Australian pianist and composer Varney Monk (1892-1967) happened to one day be holidaying on the South Coast and in a tea shop in Kiama heard a tune being sung and danced by Queen Rosie.
Possessing a practised ear, Monk immediately scribbled down what she heard in an effort to notate both what Queen Rosie sang and some of the rhythms she danced, and then incorporated it as part of her hit musical Collits’ Inn (1932).
After playing for 15 weeks in Melbourne, the show had transferred to the Tivoli Theatre in Sydney by mid-1934 (the year Queen Rosie died) and ran for a further nine weeks. Moreover, following the Sydney run, the show returned to Melbourne, where it played a further four weeks at the Princess Theatre.
So surprisingly successful was Collits’ Inn that by 1936 the famous producer Frank Thring seriously considered that making a film of the production might be the go and so travelled to Hollywood to engage a director and actors.
Sadly, on returning to Australia, Thring was immediately hospitalised in Melbourne, where he died two weeks later. And, thus, no extant sound recording of Queen Rosie’s chant appears to survive as the radio recordings were also not preserved.
Nonetheless, in October 1943, ABC Radio, Sydney, produced Collits’ Inn with the Sydney Symphony Orchestra, conducted by J Farnsworth Hall, in a production by Lawrence H Cecil.
Back in 1923, Queen Rosie was said to be “spending the eventide of her life in a snug little cabin” erected at a cost of £35 and to which a further £7 was donated by the schoolchildren of Kiama, Gerringong and Bombo to stock her cupboard, not forgetting to provide a plentiful supply of ”bacca of which she was fond and used to smoke using a clay pipe”.

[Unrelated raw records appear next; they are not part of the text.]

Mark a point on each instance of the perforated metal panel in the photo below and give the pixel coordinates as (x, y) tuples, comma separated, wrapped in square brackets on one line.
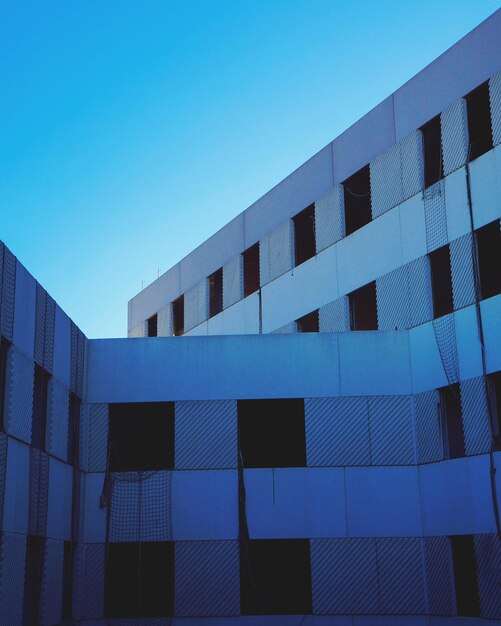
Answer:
[(337, 431), (335, 316), (12, 568), (488, 557), (495, 99), (386, 181), (454, 124), (428, 433), (463, 285), (232, 281), (329, 218), (391, 430), (206, 434), (393, 310), (207, 578), (438, 574), (435, 216), (401, 580), (476, 426), (411, 154), (19, 395), (344, 576)]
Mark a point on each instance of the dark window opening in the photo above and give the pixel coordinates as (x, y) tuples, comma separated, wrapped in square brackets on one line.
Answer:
[(139, 579), (357, 200), (308, 323), (251, 269), (479, 121), (441, 281), (465, 575), (363, 308), (216, 292), (141, 436), (275, 577), (432, 151), (178, 316), (304, 235), (452, 422), (152, 325), (489, 259), (40, 401), (272, 432)]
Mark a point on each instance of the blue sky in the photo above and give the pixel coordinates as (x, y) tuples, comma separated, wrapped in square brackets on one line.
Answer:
[(130, 131)]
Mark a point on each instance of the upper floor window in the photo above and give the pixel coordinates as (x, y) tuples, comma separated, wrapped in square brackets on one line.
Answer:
[(357, 200)]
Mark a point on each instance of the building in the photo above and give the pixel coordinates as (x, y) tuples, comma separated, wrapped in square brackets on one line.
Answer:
[(321, 445)]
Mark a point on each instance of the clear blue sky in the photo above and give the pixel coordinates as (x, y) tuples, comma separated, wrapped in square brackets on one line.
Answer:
[(130, 131)]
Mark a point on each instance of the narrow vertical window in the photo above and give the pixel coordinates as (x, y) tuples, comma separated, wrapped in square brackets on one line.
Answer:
[(363, 308), (432, 151), (479, 121), (216, 292), (441, 281), (178, 316), (304, 235), (357, 200), (251, 269)]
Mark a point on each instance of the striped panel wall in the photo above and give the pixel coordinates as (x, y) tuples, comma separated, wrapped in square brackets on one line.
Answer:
[(488, 557), (386, 181), (232, 281), (51, 596), (435, 216), (401, 579), (420, 295), (19, 395), (337, 431), (329, 218), (439, 575), (391, 430), (463, 282), (12, 571), (411, 154), (57, 420), (334, 317), (344, 576), (495, 98), (206, 434), (393, 311), (454, 124), (207, 580), (7, 292), (428, 432), (476, 427)]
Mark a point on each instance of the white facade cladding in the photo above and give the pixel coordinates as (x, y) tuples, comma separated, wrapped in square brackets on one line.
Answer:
[(327, 452)]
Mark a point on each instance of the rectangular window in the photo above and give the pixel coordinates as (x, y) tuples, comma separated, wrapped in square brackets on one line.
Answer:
[(275, 577), (452, 422), (479, 121), (308, 323), (304, 235), (357, 200), (40, 401), (441, 281), (465, 575), (363, 308), (272, 432), (178, 316), (216, 292), (152, 325), (432, 151), (139, 579), (489, 259), (251, 270), (141, 436)]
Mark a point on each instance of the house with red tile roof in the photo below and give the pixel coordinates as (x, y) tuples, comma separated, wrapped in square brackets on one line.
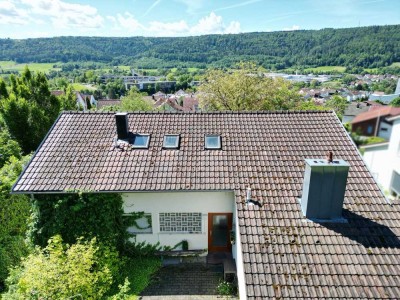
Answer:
[(383, 159), (101, 103), (255, 185), (375, 121)]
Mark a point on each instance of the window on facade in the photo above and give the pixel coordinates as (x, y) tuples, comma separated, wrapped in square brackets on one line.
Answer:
[(398, 150), (180, 222), (171, 141), (142, 224), (141, 141), (212, 142), (395, 185)]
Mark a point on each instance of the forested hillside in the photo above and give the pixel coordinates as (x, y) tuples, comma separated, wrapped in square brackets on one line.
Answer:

After performing her songs, chants and dances, Queen Rosie would explain what they meant and how the rhythm might be obtained from natural sources such as running water from waterfalls or in hundreds of other ways.
Thus Queen Rosie’s chant “in praise of the moon and stars”, which Monk heard in that Kiama tea shop, went on to inspire the sound and choreography of the corroboree scene in Collits’ Inn.
And among the Monk papers held by the National Library of Australia are the words and music for her version of “Queen Rosie’s Aboriginal Chant”.
Queen Rosie’s longevity has enabled a version of the most unlikely thing for South Coast NSW history to preserve – something of what the sound of the Indigenous past may have been like before sound recording proved possible.
It would be wonderful if Wollongong’s most famous violinist, Richard Tognetti, could perform an arrangement of Varney Monk’s version of Queen’s Rosie’s contribution to the musical Collits’ Inn in one of the upcoming Australian Chamber Orchestra’s fine concerts at the Wollongong Town Hall.